Ein neues Expositionssystem setzt lebende Zellen exakt und reproduzierbar feinstaubbelasteten Luftströmen aus. So lassen sich schnell und günstig Daten über die Schadwirkung von Feinstäuben verschiedenster Quellen sammeln.
„Feinstäube können Ruß aus Dieselmotoren, Seesalz an der Küste, natürliche Stäube oder auch Zwischenprodukte in der chemischen Industrie sein“, erklären Dr. Hanns-Rudolf Paur und Sonja Mülhopt vom Karlsruher Institut für Technologie (KIT). Zum Feinstaub zählen alle Staubkörner kleiner als 10 µm, also kleiner als ein hundertstel Millimeter, unabhängig von ihrer chemischen Zusammensetzung. Unterhalb dieser Größenordnung passieren die Partikel leicht die oberen Atemwege des Menschen. Sie lagern sich in den Lungenbläschen (Alveolen) ein und können dort die Zellen infolge ihrer chemischen oder physikalischen Eigenschaften schädigen.
Um die Effekte detailliert zu erforschen, müssen Lungenzellen und Feinstaub in einer realistischen Umgebung zusammengebracht werden. Letztlich müssen die Vorgänge im menschlichen Körper von der Nase bis in die Lunge reproduzierbar nachgestellt werden. Die feinstaubbelastete Luft wird im Karlsruher Expositionssystem dazu auf Körpertemperatur gebracht, mit etwa 85 % Luftfeuchtigkeit versetzt und auf die Strömungsgeschwindigkeit in der Lunge reduziert. Für langanhaltende Messreihen gilt es, diese Bedingungen exakt und reproduzierbar einzuhalten.
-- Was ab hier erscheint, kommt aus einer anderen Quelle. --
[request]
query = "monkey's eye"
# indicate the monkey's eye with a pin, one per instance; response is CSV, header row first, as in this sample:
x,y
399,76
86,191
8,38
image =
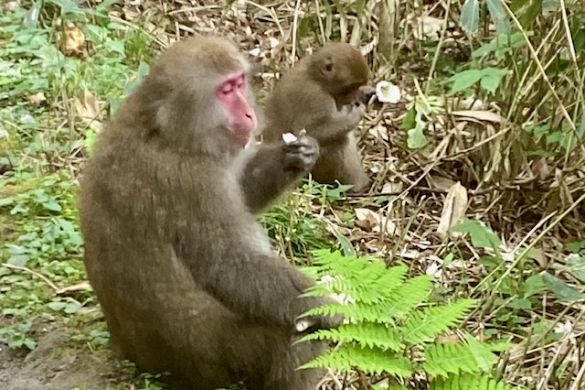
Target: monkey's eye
x,y
241,82
227,88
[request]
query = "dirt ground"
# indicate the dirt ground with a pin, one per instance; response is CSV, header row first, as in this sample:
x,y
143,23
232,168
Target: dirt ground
x,y
59,364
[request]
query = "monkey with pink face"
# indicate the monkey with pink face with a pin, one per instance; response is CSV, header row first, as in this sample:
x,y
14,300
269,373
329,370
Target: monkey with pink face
x,y
183,272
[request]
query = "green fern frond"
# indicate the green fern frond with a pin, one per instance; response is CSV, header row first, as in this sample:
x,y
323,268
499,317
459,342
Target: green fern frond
x,y
371,361
426,324
410,294
452,358
357,313
469,382
387,326
368,335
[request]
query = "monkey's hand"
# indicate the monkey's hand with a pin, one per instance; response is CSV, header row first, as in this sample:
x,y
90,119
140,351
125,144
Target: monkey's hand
x,y
365,94
300,155
314,323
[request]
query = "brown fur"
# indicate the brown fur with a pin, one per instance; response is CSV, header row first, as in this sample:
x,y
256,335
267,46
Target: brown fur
x,y
328,105
184,273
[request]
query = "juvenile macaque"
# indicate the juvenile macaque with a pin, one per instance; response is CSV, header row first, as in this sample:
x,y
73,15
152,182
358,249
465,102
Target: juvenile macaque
x,y
184,273
325,94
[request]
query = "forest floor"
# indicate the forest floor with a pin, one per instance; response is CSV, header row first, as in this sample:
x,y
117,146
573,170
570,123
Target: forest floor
x,y
65,69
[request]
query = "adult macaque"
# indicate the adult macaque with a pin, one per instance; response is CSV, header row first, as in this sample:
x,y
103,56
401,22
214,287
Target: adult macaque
x,y
183,271
325,94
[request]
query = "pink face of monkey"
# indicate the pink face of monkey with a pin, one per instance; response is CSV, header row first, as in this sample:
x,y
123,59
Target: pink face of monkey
x,y
232,94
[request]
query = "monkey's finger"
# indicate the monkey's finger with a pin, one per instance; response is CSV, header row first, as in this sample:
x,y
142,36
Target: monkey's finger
x,y
303,325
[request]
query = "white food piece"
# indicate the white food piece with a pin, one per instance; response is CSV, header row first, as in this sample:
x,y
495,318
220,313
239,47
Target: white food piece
x,y
289,138
387,92
303,325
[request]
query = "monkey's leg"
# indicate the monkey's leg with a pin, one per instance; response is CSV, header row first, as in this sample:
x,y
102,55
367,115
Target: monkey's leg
x,y
342,162
285,358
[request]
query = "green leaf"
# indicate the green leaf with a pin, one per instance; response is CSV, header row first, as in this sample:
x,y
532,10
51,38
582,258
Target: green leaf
x,y
575,265
520,304
484,358
470,16
72,307
561,289
463,80
7,201
534,285
491,79
499,16
50,204
481,236
57,305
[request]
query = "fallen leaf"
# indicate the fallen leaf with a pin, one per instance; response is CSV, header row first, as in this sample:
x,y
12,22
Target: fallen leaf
x,y
482,115
83,286
72,41
387,92
373,222
89,111
453,210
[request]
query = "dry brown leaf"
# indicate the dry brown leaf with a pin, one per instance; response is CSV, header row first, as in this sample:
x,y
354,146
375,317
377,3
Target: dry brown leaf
x,y
373,222
37,98
453,210
89,111
73,41
480,115
366,219
440,182
392,187
83,286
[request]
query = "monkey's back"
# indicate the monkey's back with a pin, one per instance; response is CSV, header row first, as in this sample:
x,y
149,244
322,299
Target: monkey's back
x,y
296,103
135,211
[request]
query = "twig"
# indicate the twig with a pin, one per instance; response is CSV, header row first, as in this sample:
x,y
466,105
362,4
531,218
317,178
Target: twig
x,y
30,271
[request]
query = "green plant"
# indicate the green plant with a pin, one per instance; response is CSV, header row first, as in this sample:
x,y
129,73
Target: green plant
x,y
392,330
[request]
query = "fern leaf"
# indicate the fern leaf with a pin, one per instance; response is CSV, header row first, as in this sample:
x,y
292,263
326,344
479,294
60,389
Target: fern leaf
x,y
356,312
371,361
367,335
445,359
427,324
409,295
468,382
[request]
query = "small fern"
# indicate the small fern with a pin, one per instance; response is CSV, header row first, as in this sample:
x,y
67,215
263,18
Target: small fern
x,y
389,331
Zuletzt strömt der Partikelstrom über mit Nährmedium kultivierte Lungenzellen-Kulturen. Je nach Art des Feinstaubes zeigen diese anschließend Symptome von Entzündung, Oxidationsstress oder Membranschäden. Parallel wird über eine Präzisionswaage die deponierte Partikeldosis aufgezeichnet.
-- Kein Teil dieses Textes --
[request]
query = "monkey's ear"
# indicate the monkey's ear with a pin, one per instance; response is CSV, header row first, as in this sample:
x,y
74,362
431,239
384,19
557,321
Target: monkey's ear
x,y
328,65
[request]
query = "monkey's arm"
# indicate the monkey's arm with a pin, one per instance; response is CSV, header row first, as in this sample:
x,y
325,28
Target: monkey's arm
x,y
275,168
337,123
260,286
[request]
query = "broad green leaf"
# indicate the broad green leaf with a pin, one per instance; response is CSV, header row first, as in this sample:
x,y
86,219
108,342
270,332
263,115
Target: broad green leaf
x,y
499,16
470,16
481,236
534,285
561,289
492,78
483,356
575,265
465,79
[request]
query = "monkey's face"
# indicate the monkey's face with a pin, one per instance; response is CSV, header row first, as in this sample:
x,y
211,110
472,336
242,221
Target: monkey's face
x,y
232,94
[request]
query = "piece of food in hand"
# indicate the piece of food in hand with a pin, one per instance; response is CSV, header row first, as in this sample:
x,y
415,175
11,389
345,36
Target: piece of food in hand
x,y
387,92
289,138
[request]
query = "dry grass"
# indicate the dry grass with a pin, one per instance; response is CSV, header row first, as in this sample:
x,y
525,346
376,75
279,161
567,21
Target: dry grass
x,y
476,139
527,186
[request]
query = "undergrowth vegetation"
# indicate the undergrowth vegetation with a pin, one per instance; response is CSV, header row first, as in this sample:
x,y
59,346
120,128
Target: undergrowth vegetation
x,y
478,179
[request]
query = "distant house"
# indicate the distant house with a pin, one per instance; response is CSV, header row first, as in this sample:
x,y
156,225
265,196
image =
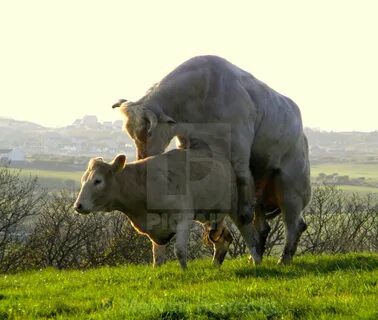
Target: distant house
x,y
9,155
90,121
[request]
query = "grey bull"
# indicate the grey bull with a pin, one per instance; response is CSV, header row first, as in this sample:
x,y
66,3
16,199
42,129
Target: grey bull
x,y
163,194
207,101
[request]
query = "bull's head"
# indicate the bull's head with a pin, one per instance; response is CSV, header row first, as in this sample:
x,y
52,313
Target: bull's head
x,y
151,131
97,185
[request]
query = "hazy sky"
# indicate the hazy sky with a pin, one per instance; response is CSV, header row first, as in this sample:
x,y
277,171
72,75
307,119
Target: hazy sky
x,y
60,60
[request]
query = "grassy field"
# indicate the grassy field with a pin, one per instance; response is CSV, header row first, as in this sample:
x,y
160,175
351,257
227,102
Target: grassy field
x,y
56,179
51,179
353,170
314,287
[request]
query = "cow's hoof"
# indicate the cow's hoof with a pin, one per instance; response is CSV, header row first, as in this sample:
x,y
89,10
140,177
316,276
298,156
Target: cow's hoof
x,y
285,260
254,260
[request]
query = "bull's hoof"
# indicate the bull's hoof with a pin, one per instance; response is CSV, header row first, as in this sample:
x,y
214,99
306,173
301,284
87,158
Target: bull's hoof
x,y
245,214
254,260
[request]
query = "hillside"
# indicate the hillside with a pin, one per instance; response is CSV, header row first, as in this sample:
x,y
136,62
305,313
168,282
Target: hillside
x,y
315,287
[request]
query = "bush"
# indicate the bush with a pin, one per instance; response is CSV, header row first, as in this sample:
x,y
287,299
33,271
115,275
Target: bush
x,y
38,229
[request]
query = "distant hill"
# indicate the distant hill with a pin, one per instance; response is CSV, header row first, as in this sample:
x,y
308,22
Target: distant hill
x,y
342,146
87,137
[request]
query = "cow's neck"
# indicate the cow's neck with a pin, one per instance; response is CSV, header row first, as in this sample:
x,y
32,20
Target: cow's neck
x,y
130,188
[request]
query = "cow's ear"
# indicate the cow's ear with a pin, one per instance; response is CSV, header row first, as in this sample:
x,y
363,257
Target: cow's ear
x,y
118,103
163,118
118,163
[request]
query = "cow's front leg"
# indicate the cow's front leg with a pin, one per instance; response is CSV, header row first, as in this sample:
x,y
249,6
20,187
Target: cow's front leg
x,y
182,238
159,254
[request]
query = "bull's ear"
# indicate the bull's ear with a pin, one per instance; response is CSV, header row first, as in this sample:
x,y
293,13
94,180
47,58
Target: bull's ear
x,y
118,163
119,103
152,121
163,118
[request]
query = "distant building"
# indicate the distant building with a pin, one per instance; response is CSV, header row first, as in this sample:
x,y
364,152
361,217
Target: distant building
x,y
90,121
9,155
118,124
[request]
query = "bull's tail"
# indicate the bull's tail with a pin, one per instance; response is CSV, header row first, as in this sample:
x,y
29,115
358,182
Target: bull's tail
x,y
272,214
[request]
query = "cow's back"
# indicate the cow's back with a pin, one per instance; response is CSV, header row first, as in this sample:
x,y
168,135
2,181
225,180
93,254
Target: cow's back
x,y
204,181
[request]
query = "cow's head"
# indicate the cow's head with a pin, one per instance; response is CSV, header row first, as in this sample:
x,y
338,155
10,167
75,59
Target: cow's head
x,y
97,185
151,131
Das neue Expositionssystem ist realitätsnäher als bisherige Verfahren. Zugleich ist das System für viele Anwendungen schneller und günstiger als eine Tierversuchsstudie. Dank seiner Kompaktheit lassen sich mit ihm auch Messungen am Ort der Entstehung oder Belastung durchführen. Tobias Krebs von der Vitrocell Systems GmbH in Waldkirch, dem Industriepartner für die Entwicklung zum marktgängigen Produkt, erklärt: „Die Forschung am KIT hat die Grundlagen gelegt für ein Verfahren mit hohem Industriepotenzial. Gemeinsam wollen wir nun dieses Produkt vermarkten.“
Die Wirkung von Feinstäuben spielt in der Grundlagenforschung, aber auch in vielen Anwendungsfeldern eine Rolle. So muss die chemische Industrie im Rahmen der EU-Chemikalienverordnung REACH nachweisen, in welchen Gefahrenklassen ihre Produkte einzuordnen sind. Hersteller von Lungenmedikamenten wie Asthmasprays könnten neue Wirkstoffe in Vorstudien realitätsnah testen. Auch neue und alte Biomasse-Brennstoffe können relevante Feinstaubquellen sein.